Sebastian Marroquin, who is perhaps best known as the son of infamous drug kingpin Pablo Escobar, claims that Frank Sinatra was not only a business partner of his father’s, he was a “better cocaine dealer than a singer.”
Escobar’s son, who is presently a student of architecture residing in Argentina, told the respected Brazilian newspaper O Estado de Sao Paulo that there aren’t “any receipts, just words” to back his claim.
There are no receipts, just words. I know because I was very close to my father and he and his partners always spoke about that. (…) I can tell you that Sinatra was a better cocaine dealer than a singer. He was one of the partners of my father in Miami.
And if calling out Ol’ Blue Eyes wasn’t enough excitement to rattle the music industry, Marroquin took his remarks a step further in stating that he was by no means the only one, as “more singers” than one can imagine “began their careers thanks to the sponsorship of drug traffickers.”
Marroquin’s notorious drug dealer of a father, Pablo, died in a shootout with Columbian police in Medellin back in 1993. At his peak, estimates of his wealth placed him in the ranks of the world’s wealthiest men.
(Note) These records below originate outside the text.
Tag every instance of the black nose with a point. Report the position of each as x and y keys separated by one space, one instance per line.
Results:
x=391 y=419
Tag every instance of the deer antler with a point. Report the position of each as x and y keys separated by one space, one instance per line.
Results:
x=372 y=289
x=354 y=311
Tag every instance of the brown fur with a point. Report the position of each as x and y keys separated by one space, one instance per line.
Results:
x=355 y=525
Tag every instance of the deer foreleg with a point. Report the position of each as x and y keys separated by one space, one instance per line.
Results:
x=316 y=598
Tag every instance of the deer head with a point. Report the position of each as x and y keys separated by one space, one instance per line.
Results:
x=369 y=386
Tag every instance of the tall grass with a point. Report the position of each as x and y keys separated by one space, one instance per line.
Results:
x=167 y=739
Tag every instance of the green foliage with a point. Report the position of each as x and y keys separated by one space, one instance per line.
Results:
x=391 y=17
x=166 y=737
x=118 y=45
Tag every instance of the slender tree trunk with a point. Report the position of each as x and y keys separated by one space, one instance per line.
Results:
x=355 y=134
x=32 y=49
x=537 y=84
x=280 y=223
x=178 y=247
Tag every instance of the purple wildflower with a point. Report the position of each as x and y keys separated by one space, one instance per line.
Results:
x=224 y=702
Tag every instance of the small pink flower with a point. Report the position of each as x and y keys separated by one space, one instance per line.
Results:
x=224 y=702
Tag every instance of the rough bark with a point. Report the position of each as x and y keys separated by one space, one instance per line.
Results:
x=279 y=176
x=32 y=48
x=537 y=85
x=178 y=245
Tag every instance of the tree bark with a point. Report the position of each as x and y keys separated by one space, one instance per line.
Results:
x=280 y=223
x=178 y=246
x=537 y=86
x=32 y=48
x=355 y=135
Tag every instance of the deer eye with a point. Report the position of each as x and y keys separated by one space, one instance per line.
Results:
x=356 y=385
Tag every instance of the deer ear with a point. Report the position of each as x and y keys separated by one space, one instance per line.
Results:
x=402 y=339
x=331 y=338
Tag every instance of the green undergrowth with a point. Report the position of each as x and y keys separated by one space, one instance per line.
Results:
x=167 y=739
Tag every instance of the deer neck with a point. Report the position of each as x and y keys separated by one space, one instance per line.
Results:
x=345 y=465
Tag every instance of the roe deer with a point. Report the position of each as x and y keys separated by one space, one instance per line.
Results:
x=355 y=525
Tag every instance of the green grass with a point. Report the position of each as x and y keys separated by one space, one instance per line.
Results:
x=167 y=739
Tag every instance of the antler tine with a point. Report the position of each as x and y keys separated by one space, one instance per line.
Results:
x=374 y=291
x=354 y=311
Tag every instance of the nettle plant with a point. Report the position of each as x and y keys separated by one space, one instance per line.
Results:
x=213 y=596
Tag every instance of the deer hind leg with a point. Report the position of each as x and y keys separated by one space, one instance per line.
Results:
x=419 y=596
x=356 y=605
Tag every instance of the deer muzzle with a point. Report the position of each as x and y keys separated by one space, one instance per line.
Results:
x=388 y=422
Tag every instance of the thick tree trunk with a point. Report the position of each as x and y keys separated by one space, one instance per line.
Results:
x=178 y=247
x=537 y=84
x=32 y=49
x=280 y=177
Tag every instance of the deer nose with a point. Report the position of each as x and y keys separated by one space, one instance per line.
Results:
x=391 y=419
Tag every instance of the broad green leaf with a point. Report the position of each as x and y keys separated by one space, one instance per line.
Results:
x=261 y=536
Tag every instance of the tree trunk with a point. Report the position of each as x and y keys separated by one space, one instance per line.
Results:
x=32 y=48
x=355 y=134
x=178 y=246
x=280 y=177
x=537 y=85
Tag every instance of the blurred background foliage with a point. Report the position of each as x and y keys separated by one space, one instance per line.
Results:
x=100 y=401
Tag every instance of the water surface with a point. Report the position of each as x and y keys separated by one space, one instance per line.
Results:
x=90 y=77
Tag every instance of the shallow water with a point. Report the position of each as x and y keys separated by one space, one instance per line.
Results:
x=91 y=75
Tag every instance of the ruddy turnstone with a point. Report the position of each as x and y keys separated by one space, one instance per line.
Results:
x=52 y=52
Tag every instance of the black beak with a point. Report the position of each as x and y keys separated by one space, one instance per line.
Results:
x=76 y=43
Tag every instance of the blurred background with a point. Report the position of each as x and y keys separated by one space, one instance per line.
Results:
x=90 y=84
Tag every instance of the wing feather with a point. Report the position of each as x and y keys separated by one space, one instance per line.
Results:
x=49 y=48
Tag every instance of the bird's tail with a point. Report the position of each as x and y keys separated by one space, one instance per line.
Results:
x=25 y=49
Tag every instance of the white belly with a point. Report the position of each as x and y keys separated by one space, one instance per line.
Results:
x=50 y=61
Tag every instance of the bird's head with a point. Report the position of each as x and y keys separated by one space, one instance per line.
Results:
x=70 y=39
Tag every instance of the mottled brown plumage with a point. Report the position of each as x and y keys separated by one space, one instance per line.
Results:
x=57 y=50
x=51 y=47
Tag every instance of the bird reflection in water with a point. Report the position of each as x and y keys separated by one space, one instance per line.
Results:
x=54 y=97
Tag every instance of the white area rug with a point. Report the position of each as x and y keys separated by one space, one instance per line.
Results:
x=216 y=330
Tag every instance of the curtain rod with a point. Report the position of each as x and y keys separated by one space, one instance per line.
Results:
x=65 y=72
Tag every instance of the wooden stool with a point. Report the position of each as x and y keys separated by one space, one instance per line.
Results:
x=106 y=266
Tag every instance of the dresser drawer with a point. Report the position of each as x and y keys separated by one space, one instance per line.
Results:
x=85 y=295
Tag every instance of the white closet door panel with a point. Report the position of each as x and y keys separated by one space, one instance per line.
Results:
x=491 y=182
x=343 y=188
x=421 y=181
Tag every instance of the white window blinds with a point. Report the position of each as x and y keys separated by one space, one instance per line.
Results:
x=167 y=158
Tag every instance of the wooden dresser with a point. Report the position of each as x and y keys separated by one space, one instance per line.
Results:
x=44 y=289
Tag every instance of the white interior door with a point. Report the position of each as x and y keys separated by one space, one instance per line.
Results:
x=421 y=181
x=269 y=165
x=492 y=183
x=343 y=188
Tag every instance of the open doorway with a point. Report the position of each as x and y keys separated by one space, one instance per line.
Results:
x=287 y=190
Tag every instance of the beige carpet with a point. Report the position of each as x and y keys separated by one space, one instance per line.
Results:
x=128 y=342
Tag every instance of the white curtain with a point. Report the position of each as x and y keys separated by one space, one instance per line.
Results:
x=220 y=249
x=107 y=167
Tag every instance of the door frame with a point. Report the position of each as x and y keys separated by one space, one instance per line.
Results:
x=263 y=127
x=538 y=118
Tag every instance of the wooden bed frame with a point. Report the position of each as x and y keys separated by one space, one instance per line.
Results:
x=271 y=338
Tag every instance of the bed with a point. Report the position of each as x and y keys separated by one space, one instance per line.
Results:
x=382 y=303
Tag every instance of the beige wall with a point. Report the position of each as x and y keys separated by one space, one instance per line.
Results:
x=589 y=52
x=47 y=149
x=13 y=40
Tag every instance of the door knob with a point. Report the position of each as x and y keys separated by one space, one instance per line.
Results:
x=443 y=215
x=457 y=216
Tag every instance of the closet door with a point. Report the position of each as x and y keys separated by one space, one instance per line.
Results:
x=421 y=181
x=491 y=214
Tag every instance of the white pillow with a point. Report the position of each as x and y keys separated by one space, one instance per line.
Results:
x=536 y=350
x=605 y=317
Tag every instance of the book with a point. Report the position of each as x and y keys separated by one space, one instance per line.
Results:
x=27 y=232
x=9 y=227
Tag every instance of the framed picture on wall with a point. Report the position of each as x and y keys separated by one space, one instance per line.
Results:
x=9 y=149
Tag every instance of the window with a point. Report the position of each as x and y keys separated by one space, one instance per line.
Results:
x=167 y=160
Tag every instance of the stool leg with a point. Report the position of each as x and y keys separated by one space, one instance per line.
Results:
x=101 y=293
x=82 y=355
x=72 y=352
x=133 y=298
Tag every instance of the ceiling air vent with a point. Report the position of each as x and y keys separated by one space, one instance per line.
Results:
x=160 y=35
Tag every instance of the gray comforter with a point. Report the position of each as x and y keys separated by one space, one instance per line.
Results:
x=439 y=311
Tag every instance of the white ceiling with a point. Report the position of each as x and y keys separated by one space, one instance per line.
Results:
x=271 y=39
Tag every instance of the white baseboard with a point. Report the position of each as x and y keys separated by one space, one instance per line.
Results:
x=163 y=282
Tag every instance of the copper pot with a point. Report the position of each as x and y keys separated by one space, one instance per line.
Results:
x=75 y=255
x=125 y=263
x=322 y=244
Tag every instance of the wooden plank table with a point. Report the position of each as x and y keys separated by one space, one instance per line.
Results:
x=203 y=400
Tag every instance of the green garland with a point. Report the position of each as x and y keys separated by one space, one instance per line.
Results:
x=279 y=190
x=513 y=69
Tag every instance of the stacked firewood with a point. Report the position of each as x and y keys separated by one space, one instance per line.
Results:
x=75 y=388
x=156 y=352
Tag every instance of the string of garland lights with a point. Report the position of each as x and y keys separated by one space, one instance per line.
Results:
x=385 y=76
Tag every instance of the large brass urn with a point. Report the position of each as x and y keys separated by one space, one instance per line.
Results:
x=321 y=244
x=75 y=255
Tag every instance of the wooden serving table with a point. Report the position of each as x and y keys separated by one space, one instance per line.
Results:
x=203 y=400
The International Business Times reports his wealth to have been estimated at what would be around $30 billion today.
While former James Bond Roger Moore insisted just last year that Sinatra’s alleged connection to the mob was exaggerated, Woody Allen’s biography which was recently published state-side claims that the singer implored the Mafia to murder him as revenge for betraying his ex-wife, the now 70-year-old actress Mia Farrow.
In a fashion somewhat contradictory to Marroquin’s claims regarding Sinatra, Pablo’s brother, Roberto Escobar, claimed in his 2009 book titled “The Accountant’s Story” that the American friend who introduced them to the late Rat Pack singer had done so under the guise of the Escobar’s being involved in real estate development, not drug trafficking.
It wasn’t until later, after he found out who the Escobar brothers really were, that he firmly expressed his lack of inclination to associate with them, according to Roberto.
The now 38-year-old Sebastian, who was just 17 at the time of his father’s death, contradicted the Columbian government’s official account of his father’s death in his 2009 best-seller, titled “Pablo Escobar: My Father” — a book in which he wrote that his father took his own life by shooting himself in the head.